Gerechtshof Amsterdam

Datum uitspraak
6 juni 2023
Publicatiedatum
6 juni 2023
Zaaknummer
200.314.554/01 en 200.314.585/01
Instantie
Gerechtshof Amsterdam
Type
Uitspraak
Rechtsgebied
Civiel recht
Procedures
  • Hoger beroep
Vindplaatsen
  • Rechtspraak.nl
AI samenvatting door LexboostAutomatisch gegenereerd

Incident tot schorsing van de tenuitvoerlegging ex art. 351 Rv; belangenafweging; afwijzing

In deze zaak heeft het Gerechtshof Amsterdam op 6 juni 2023 uitspraak gedaan in hoger beroep over een incident tot schorsing van de tenuitvoerlegging van eerdere vonnissen van de rechtbank Amsterdam. De appellante, een vennootschap onder firma, heeft hoger beroep ingesteld tegen vonnissen van 4 mei 2022, waarbij zij was veroordeeld tot betaling van een bedrag van €30.300,00, met wettelijke rente en proceskosten. De appellante heeft in het hoger beroep een incidentele vordering ingesteld tot schorsing van de tenuitvoerlegging, stellende dat haar belang bij behoud van de bestaande toestand zwaarder weegt dan dat van de geïntimeerde, die een natuurlijke persoon is en volgens de appellante een restitutierisico met zich meebrengt.
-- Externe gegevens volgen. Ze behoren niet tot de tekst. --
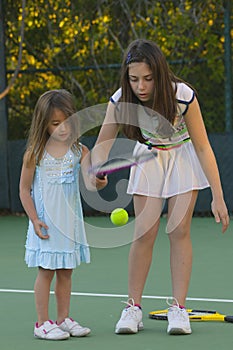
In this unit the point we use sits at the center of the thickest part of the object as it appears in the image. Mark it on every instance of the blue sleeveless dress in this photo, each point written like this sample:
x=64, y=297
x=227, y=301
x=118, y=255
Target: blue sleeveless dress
x=55, y=191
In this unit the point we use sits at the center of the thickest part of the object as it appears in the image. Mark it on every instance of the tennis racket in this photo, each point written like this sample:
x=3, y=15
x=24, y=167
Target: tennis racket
x=194, y=315
x=122, y=162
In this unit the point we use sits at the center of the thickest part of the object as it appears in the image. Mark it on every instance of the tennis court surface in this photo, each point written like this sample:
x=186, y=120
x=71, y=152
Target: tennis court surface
x=99, y=287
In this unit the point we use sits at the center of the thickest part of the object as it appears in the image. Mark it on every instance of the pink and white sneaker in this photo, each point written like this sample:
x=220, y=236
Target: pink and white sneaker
x=50, y=331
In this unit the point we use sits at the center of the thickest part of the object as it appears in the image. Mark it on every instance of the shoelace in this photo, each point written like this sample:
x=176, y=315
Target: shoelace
x=131, y=312
x=176, y=308
x=174, y=302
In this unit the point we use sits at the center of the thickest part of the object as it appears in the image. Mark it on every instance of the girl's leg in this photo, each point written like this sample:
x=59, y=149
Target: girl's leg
x=147, y=216
x=63, y=293
x=180, y=211
x=42, y=290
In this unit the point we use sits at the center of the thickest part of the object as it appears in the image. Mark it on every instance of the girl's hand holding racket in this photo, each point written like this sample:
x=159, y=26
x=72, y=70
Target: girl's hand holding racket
x=220, y=212
x=119, y=163
x=101, y=182
x=38, y=225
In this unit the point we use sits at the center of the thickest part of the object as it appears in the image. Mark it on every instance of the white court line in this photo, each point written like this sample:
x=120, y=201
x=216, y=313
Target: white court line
x=105, y=295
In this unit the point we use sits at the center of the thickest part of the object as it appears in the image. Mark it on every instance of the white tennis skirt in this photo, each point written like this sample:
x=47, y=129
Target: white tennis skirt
x=172, y=172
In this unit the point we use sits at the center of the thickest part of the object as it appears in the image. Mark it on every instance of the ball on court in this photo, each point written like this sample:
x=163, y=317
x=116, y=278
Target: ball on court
x=119, y=217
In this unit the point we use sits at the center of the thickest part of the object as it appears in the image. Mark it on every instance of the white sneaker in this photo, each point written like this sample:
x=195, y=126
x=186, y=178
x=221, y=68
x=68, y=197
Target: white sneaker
x=178, y=321
x=131, y=319
x=74, y=328
x=50, y=331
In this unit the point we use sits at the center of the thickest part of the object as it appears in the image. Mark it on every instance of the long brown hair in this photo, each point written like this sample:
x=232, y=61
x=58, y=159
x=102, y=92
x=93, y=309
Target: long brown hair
x=164, y=98
x=38, y=132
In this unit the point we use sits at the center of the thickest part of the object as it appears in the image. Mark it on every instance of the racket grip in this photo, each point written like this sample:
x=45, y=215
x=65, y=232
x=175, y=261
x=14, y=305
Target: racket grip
x=228, y=319
x=100, y=176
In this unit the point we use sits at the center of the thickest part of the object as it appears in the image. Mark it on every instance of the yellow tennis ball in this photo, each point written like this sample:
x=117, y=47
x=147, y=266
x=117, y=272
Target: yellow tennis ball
x=119, y=217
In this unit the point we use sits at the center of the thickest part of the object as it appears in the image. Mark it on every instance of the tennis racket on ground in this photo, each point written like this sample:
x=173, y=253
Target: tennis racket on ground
x=120, y=163
x=194, y=315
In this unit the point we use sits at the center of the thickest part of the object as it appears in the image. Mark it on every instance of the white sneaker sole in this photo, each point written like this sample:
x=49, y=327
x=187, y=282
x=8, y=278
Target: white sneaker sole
x=128, y=330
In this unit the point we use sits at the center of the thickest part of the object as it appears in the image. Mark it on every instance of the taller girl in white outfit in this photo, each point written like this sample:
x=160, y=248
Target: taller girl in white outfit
x=184, y=165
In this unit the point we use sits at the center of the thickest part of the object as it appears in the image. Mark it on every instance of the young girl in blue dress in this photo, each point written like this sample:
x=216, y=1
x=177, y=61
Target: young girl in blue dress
x=49, y=191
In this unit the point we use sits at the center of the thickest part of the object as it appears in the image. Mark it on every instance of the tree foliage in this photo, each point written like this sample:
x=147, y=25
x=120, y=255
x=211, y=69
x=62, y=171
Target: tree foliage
x=79, y=44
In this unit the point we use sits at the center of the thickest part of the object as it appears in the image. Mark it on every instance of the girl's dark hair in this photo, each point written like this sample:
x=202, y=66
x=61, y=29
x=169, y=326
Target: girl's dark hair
x=164, y=99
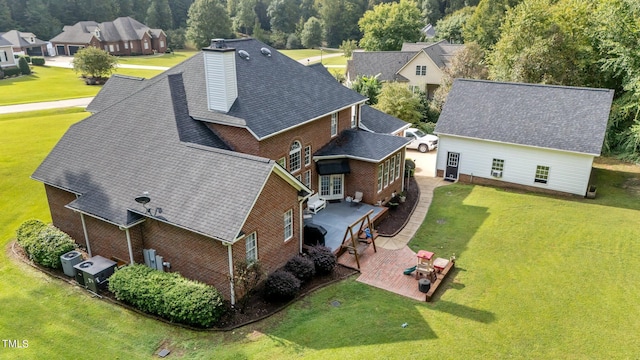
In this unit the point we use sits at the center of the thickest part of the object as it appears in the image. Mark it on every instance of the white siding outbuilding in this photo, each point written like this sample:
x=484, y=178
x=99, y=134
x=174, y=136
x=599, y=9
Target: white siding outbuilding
x=531, y=135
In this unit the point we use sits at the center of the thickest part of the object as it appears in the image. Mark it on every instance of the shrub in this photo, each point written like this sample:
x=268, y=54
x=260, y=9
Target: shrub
x=12, y=71
x=323, y=258
x=49, y=246
x=168, y=295
x=24, y=66
x=38, y=60
x=301, y=267
x=281, y=285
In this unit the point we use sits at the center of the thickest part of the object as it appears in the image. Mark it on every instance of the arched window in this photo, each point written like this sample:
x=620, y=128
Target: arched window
x=294, y=156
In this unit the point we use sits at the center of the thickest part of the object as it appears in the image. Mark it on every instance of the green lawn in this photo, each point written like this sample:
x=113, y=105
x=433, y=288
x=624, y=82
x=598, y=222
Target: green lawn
x=538, y=277
x=167, y=60
x=53, y=83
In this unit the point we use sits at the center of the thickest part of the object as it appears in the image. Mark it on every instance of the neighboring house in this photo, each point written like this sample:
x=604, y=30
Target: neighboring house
x=237, y=139
x=25, y=43
x=6, y=54
x=123, y=36
x=536, y=137
x=419, y=65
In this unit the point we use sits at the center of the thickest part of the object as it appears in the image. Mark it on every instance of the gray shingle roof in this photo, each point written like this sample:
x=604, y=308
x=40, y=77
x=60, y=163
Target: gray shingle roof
x=554, y=117
x=275, y=93
x=385, y=63
x=363, y=145
x=115, y=155
x=377, y=121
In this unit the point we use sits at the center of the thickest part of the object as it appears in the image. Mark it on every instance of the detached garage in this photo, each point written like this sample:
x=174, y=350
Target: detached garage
x=531, y=136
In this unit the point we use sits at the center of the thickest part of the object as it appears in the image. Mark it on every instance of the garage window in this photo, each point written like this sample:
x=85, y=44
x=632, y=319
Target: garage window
x=542, y=174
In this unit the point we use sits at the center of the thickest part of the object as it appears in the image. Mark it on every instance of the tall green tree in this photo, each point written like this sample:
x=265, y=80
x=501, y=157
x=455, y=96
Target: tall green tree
x=396, y=99
x=208, y=19
x=450, y=27
x=284, y=15
x=387, y=26
x=311, y=35
x=483, y=27
x=159, y=15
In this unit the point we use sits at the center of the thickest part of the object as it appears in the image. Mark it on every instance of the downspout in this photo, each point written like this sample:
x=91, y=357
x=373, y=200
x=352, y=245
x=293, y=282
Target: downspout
x=126, y=231
x=231, y=285
x=86, y=234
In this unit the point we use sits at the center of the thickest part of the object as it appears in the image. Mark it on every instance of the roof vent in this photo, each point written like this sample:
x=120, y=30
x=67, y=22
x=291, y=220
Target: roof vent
x=265, y=51
x=218, y=44
x=243, y=54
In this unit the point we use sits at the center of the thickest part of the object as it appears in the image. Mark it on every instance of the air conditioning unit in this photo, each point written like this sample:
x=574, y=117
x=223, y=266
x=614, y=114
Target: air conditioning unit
x=68, y=260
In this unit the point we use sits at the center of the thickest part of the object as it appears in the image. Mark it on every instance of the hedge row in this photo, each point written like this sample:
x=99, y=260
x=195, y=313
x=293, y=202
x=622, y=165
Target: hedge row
x=168, y=295
x=43, y=244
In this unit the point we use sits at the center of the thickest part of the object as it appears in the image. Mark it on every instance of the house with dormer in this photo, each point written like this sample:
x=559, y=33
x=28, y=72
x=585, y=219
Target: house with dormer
x=420, y=65
x=123, y=36
x=238, y=138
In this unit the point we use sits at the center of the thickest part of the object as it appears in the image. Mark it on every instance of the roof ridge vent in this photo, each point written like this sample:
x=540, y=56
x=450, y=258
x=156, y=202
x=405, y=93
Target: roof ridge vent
x=243, y=54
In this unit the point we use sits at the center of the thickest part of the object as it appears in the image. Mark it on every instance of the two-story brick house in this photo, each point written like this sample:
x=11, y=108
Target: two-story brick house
x=235, y=140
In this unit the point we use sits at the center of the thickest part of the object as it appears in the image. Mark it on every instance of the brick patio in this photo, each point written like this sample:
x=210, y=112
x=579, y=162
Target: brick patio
x=384, y=270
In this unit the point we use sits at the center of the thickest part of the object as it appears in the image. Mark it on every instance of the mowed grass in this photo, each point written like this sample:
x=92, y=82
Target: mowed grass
x=167, y=60
x=54, y=83
x=538, y=277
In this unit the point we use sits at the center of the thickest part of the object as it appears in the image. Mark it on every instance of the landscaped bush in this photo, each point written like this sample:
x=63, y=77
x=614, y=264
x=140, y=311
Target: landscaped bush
x=168, y=295
x=323, y=258
x=281, y=285
x=44, y=244
x=38, y=60
x=13, y=71
x=24, y=66
x=49, y=246
x=301, y=267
Het hof heeft de incidentele vordering van de appellante afgewezen. Het hof overweegt dat de uitvoerbaar bij voorraad verklaarde veroordelingen betrekking hebben op geldsommen, waardoor het belang van de geïntimeerde bij de tenuitvoerlegging in beginsel gegeven is. De appellante heeft onvoldoende onderbouwd dat er sprake is van een reëel restitutierisico, en de door haar gestelde kennelijke misslagen zijn niet overtuigend. Het hof concludeert dat het belang van de appellante bij behoud van de bestaande toestand niet opweegt tegen het belang van de geïntimeerde bij de tenuitvoerlegging van de bestreden vonnissen.
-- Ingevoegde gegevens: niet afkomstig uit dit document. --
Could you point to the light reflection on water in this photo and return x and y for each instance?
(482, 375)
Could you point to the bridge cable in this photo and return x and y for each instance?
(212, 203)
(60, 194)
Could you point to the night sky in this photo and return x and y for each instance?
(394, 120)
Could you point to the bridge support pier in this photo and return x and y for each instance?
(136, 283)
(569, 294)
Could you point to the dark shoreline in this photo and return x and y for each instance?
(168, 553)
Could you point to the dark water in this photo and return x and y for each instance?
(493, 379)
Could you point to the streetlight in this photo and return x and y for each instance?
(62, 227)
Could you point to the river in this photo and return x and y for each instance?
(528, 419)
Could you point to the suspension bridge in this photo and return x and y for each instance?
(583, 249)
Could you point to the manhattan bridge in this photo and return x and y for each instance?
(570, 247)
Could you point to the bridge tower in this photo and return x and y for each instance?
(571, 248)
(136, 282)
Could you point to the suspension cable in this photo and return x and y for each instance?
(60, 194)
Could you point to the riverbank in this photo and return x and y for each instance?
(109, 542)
De beslissing over de proceskosten is aangehouden tot de eindarresten in de hoofdzaak, en de hoofdzaken zijn verwezen naar de rol voor beraad door partijen. Het arrest is openbaar uitgesproken door de meervoudige kamer van het hof.

Uitspraak

GERECHTSHOF AMSTERDAM

afdeling civiel recht en belastingrecht, team I
zaaknummers : 200.314.554/01 en 200.314.585/01
zaaknummers rechtbank Amsterdam : C/13/705664/HA ZA 21-712 en C/13/705739/HA ZA 21-716
arrest van de meervoudige burgerlijke kamer van 6 juni 2023
inzake
[appellante] V.O.F.,
gevestigd te [vestigingsplaats] ,
appellante in de hoofdzaak,
eiseres in het incident,
advocaat: mr. R. Bosman te Rotterdam,
tegen
[geïntimeerde] ,
wonende te [woonplaats] ,
geïntimeerde in de hoofdzaak,
verweerder in het incident,
advocaat: mr. A.J.M. Dekkers te Goes

1.Het geding in hoger beroep

Partijen worden hierna [appellante] en [geïntimeerde] genoemd.
[appellante] is bij dagvaardingen van 27 juli 2022 in hoger beroep gekomen van vonnissen van de rechtbank Amsterdam van 4 mei 2022, onder bovenstaande zaaknummers gewezen tussen [geïntimeerde] als eiser en onder meer [appellante] als gedaagde.
Daarna zijn in beide procedures de volgende stukken ingediend in de hoofdzaak:
  • memorie van grieven met producties;
  • memorie van antwoord met producties.
Vervolgens heeft [appellante] in beide procedures bij conclusie een incidentele vordering ingesteld tot schorsing ex artikel 351 van het Wetboek van Burgerlijke Rechtsvordering (Rv), althans tot het aan de tenuitvoerlegging verbinden van de voorwaarde van zekerheidstelling op de voet van artikel 235 Rv, met – uitvoerbaar bij voorraad – veroordeling van [geïntimeerde] in de kosten van het incident.
[geïntimeerde] heeft daarop bij conclusie geantwoord en geconcludeerd dat het hof de incidentele vordering zal afwijzen, met veroordeling van [appellante] in de kosten van het incident.
Vervolgens is arrest gevraagd in het incident.

2.Beoordeling

2.1.
Bij de bestreden vonnissen heeft de rechtbank – kort gezegd en voor zover in de incidenten van belang – [appellante] veroordeeld tot betaling van €30.300,00, met wettelijke rente over dit bedrag vanaf 7 december 2020, een bedrag van €2.481,95 en de proceskosten. [appellante] is niet verschenen in eerste aanleg. De tegen haar ingestelde vorderingen zijn als niet onrechtmatig of ongegrond toegewezen. De bestreden vonnissen gelden op grond van art. 140 lid 3 Wetboek van Burgerlijke Rechtsvordering (Rv) als vonnissen op tegenspraak, omdat de andere gedaagde wel is verschenen. De bestreden vonnissen zijn uitvoerbaar bij voorraad verklaard. De uitvoerbaarverklaring bij voorraad is niet gemotiveerd.
2.2.
Ter onderbouwing van haar incidentele vorderingen stelt [appellante] , kort gezegd, dat haar belang bij behoud van de bestaande toestand dient te prevaleren boven het belang van [geïntimeerde] , dat het oordeel van de rechtbank berust op een kennelijke misslag en dat er sprake is van een restitutierisico.
2.3.
[geïntimeerde] heeft verweer gevoerd op gronden waarop hierna, voor zover van belang, zal worden ingegaan.
2.4.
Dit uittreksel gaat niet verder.